The move infuriated Finance Committee Chairman Charles E. Grassley (R-Iowa) and Health, Education, Labor and Pensions Committee Chairman Mike Enzi (R-Wyo.), who had spent months seeking a compromise centered in part on the tax extensions. Frist thanked the two senators in a statement yesterday "for working hard to address the pensions issue," but he said that an impasse between House and Senate conferees forced him to try a different tack.

Aides to Frist said they believe they will prevail on a crucial vote (perhaps later this week) needed to overcome the Democrats' promised filibuster of the minimum wage-estate-tax bill. Backers will need 60 votes in the 100-member Senate to proceed. Republicans hold 55 seats. Even if a filibuster is overcome, the bill might be amended, forcing new negotiations with the House.

Senate Minority Leader Harry M. Reid (D-Nev.) "is confident the Senate will defeat this fiscally irresponsible estate-tax proposal, as we have in the past," said his spokesman, Jim Manley.

Sen. Edward M. Kennedy (D-Mass.) said in a statement, "Republicans are playing politics with the lives of hardworking people. . . . It's political blackmail to say the only way that minimum wage workers can get a raise is to give tax giveaways to the wealthiest Americans."

Frist used the term "death tax" for the estate levy in his statement, but made no direct mention of the minimum wage increase.
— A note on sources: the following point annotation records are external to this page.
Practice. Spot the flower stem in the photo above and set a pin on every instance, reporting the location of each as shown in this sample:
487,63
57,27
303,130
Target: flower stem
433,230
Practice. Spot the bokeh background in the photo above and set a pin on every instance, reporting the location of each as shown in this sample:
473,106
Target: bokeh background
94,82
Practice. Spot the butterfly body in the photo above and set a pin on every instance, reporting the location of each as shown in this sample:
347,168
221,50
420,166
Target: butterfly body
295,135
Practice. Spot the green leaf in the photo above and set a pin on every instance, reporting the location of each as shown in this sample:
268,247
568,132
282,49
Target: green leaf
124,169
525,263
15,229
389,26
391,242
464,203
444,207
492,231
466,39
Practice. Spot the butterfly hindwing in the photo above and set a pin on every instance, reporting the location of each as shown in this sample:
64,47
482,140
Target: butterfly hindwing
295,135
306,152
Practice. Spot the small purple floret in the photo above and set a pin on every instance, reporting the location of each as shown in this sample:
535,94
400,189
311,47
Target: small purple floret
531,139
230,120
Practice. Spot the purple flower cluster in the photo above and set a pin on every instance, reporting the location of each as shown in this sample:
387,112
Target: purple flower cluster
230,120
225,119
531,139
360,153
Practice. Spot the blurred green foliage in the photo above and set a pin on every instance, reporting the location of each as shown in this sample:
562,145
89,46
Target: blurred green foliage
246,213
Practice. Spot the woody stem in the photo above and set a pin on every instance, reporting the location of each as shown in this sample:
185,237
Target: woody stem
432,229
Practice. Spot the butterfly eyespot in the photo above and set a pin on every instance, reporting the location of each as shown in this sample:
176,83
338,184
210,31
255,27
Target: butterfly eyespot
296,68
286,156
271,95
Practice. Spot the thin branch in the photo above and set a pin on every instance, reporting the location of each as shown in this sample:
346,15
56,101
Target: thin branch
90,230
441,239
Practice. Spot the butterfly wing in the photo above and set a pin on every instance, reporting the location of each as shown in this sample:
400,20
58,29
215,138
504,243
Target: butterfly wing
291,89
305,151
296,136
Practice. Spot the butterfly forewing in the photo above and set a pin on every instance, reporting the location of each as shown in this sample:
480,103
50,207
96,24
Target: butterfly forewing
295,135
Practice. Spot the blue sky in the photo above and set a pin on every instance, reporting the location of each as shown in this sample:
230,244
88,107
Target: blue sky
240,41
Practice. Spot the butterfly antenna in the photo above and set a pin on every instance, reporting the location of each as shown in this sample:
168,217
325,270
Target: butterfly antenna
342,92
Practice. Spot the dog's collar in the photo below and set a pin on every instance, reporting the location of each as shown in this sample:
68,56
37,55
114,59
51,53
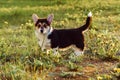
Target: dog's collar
50,30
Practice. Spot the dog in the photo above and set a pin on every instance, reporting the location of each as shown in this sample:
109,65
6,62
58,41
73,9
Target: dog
49,38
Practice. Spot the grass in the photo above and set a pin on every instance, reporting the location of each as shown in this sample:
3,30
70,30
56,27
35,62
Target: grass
22,59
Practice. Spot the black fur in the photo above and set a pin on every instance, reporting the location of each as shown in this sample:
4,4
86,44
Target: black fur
66,37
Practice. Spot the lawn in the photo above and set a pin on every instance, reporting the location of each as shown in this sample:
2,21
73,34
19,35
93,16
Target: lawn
22,59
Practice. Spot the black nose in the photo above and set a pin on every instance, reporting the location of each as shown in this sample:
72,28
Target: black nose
41,31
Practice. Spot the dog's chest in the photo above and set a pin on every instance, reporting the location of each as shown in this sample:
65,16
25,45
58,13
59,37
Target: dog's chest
43,41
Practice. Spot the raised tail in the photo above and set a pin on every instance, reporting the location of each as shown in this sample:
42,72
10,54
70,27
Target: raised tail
88,21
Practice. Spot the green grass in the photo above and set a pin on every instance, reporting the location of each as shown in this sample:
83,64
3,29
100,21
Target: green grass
20,55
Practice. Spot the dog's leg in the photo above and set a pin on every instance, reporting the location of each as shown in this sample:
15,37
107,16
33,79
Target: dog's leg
77,51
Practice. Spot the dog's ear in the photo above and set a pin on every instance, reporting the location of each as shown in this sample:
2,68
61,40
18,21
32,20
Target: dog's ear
35,18
50,18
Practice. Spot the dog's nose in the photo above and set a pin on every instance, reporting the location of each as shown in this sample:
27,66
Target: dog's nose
41,31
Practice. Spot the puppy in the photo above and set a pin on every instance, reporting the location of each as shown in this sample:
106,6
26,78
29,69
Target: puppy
49,38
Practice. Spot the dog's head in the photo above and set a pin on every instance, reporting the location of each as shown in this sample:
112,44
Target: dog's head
42,25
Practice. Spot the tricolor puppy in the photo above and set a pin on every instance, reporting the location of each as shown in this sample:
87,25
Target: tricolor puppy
49,38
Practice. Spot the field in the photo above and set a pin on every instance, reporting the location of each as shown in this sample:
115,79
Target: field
22,59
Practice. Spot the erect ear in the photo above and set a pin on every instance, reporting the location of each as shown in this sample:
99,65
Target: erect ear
35,18
50,18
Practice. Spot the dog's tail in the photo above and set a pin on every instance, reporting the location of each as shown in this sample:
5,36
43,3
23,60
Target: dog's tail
88,22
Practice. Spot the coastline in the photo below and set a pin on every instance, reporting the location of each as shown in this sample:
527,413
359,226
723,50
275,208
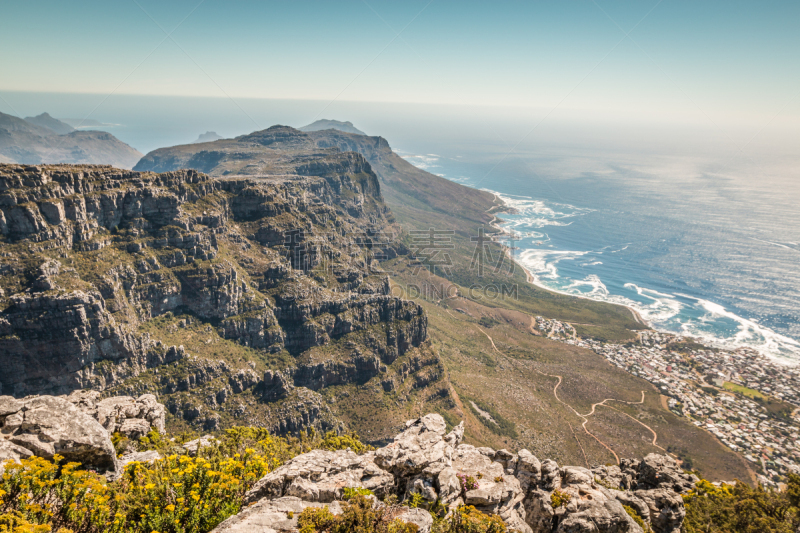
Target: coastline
500,206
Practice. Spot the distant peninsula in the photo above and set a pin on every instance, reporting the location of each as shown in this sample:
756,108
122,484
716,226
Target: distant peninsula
44,139
325,124
209,136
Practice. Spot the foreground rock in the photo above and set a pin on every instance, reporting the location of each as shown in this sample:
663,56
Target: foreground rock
133,417
49,425
530,496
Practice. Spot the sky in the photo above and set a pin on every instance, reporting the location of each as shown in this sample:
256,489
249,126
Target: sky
650,60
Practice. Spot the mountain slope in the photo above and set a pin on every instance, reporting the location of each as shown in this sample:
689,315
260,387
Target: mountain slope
31,143
209,136
249,300
46,121
497,362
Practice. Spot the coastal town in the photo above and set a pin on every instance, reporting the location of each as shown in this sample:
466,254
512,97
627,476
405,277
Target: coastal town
749,402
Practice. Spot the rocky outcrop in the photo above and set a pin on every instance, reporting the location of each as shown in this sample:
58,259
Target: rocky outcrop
133,417
530,496
47,426
280,264
332,473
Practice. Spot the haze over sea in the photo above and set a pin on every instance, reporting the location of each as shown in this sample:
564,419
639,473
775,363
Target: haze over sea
701,235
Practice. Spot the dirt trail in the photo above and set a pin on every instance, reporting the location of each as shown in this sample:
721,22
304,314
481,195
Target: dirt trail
585,417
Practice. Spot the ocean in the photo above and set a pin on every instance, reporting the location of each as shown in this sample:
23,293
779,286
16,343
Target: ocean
696,248
692,228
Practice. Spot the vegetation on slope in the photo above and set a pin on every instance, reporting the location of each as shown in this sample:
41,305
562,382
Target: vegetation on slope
740,508
183,494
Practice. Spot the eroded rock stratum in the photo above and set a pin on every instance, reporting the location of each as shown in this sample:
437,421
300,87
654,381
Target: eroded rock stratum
235,299
530,495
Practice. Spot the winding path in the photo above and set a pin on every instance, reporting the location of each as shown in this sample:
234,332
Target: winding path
585,417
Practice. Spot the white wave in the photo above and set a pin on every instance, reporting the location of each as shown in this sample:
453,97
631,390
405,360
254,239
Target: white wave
749,333
424,162
542,263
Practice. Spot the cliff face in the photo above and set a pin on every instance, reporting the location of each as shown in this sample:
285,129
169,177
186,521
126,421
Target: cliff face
237,297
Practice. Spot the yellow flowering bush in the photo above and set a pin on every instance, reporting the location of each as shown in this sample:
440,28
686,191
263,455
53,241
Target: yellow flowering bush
45,492
180,494
175,494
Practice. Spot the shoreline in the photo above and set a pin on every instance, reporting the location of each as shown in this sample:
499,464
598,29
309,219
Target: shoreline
530,278
500,204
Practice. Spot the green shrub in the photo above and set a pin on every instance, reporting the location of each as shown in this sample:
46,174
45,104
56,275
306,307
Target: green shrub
358,516
176,494
742,509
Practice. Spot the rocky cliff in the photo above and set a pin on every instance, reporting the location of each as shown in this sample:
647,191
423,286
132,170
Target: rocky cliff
430,465
233,298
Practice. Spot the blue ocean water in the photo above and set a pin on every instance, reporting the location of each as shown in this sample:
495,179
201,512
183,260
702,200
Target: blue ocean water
695,248
707,246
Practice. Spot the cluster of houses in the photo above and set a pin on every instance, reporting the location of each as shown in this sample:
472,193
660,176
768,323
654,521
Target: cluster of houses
749,402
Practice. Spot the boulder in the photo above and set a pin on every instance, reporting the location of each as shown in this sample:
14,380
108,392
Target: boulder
50,425
591,508
322,476
424,459
11,452
423,445
271,516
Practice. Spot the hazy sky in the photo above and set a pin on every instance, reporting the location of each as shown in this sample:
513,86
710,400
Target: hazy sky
681,60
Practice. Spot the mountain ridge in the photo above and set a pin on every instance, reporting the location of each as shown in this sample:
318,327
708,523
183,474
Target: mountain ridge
25,142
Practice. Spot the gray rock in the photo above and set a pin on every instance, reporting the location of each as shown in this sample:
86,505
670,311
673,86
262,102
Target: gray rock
419,517
419,447
193,446
271,516
49,425
133,417
321,476
666,509
423,459
11,452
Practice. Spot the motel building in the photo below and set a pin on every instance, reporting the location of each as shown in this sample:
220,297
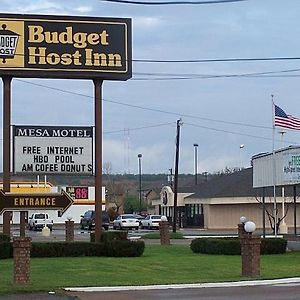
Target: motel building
82,201
220,202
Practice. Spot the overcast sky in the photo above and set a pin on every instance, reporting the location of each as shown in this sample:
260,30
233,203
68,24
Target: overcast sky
219,113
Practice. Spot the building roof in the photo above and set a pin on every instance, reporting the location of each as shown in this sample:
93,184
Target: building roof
237,184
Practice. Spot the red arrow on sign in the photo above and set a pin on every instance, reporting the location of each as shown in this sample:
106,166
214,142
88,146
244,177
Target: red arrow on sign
57,201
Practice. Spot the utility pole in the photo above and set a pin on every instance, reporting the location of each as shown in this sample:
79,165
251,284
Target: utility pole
196,162
140,180
179,123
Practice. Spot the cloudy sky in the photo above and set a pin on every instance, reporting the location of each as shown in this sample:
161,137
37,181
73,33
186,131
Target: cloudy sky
223,104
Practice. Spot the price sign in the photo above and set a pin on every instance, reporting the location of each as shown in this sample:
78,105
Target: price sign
78,192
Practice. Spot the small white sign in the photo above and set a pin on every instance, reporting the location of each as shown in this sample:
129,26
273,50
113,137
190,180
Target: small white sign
53,150
291,167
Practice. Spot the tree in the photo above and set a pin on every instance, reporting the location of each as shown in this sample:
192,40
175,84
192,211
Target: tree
132,204
273,215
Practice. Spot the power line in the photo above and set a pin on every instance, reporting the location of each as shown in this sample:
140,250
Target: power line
172,2
149,108
213,60
139,128
236,133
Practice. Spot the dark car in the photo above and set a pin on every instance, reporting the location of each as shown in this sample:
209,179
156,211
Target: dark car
88,220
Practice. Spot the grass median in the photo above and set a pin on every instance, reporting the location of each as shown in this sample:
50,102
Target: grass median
158,265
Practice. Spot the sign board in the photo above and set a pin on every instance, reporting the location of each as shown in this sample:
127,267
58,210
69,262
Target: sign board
11,201
65,47
53,150
281,168
291,167
78,192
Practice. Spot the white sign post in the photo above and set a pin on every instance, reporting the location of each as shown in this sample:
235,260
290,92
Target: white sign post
53,150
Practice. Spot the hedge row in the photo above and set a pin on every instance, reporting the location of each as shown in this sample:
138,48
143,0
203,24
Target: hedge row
231,246
113,245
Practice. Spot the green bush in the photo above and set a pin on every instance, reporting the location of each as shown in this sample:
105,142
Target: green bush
125,248
226,246
273,246
231,246
4,237
156,235
108,236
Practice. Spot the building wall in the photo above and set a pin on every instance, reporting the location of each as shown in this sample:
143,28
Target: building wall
227,216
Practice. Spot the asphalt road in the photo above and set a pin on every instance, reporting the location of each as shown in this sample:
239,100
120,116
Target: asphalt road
276,292
270,292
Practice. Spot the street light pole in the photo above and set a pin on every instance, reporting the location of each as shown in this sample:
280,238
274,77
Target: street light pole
140,180
179,123
241,147
196,162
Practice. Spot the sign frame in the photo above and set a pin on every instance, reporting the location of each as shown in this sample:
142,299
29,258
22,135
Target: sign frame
61,58
49,129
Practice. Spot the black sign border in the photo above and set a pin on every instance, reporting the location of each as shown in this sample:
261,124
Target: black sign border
73,73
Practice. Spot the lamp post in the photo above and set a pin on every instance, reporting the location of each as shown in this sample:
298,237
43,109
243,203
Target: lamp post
140,180
196,162
283,227
179,123
242,146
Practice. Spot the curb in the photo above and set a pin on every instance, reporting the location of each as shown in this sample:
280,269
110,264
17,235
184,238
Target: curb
293,280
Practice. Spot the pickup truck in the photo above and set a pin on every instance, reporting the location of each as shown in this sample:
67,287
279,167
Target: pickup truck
39,220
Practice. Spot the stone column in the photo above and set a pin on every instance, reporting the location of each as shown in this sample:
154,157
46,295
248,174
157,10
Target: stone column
250,252
21,252
69,231
164,233
241,231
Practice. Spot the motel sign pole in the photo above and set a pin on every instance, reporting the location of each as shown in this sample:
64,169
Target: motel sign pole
6,145
98,159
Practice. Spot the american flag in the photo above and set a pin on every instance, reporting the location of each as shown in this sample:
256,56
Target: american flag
284,120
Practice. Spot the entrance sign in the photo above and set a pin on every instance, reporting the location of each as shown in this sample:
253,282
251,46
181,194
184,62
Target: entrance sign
19,202
53,150
65,47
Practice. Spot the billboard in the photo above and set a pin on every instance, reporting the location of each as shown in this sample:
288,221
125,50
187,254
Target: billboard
65,47
279,168
53,150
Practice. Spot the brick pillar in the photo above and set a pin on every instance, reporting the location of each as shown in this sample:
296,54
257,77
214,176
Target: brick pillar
21,252
250,252
164,233
6,222
241,231
69,231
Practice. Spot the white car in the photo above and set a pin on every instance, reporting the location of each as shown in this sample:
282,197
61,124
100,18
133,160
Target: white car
151,221
126,221
39,220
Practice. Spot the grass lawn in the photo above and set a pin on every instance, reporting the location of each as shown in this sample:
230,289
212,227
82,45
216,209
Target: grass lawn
158,265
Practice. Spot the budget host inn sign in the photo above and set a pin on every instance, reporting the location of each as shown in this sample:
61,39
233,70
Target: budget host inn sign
65,47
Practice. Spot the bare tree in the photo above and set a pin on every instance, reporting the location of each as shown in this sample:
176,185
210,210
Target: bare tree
114,190
273,215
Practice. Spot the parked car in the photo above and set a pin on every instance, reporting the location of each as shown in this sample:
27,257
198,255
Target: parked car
126,221
88,220
151,221
140,218
39,220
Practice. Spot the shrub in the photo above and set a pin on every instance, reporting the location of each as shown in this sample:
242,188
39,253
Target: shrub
231,246
226,246
4,237
125,248
273,246
110,236
156,235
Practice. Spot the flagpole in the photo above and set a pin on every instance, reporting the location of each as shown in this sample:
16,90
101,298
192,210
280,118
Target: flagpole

This week, "the Senate will test whether or not there is enough support among its members to reform the unfair death tax," he said.

If the House sticks to its schedule, it will have worked 84 days this year when votes were scheduled, 26 fewer than the Congress that President Harry S. Truman labeled "do-nothing" during his come-from-behind 1948 campaign. Indeed, in 31 of the past 40 sessions of Congress, the House met more days before the July 4 break than the current House is scheduled to meet before the November election, Minority Whip Steny H. Hoyer (D-Md.) said.

The year started with the guilty plea of former Republican lobbyist Jack Abramoff and vows from congressional leaders to rein in lobbyists' influence by spring. Two deadlines have passed, and House-Senate negotiators appear unable to complete a bill.

The House passed immigration legislation in December, promising to get a bill to Bush's desk that would seal the borders and crack down on undocumented workers. The Senate passed a much different bill this year, and formal negotiations between the two chambers have not begun. All legislation dies when this Congress adjourns.

An Arab-government-owned company's purchase of operations at six major U.S. ports produced a political firestorm in February, but promised port security bills have yet to reach the president. House and Senate negotiators did not even try to reconcile their differences on a budget blueprint governing spending levels and tax policy.

Nor, so far, has Congress taken up the Supreme Court's invitation to pass legislation creating military tribunals to try terrorism suspects, a step necessary to make such tribunals constitutional.

"The do-nothing Congress got that moniker not for the days it met but for the lack of work it did," Hoyer said. "If this Republican Congress addressed health-care issues, the minimum wage, lobbying reform and energy independence, and did it all in 10 days, the American people would say, 'That's great.' But they're not doing anything."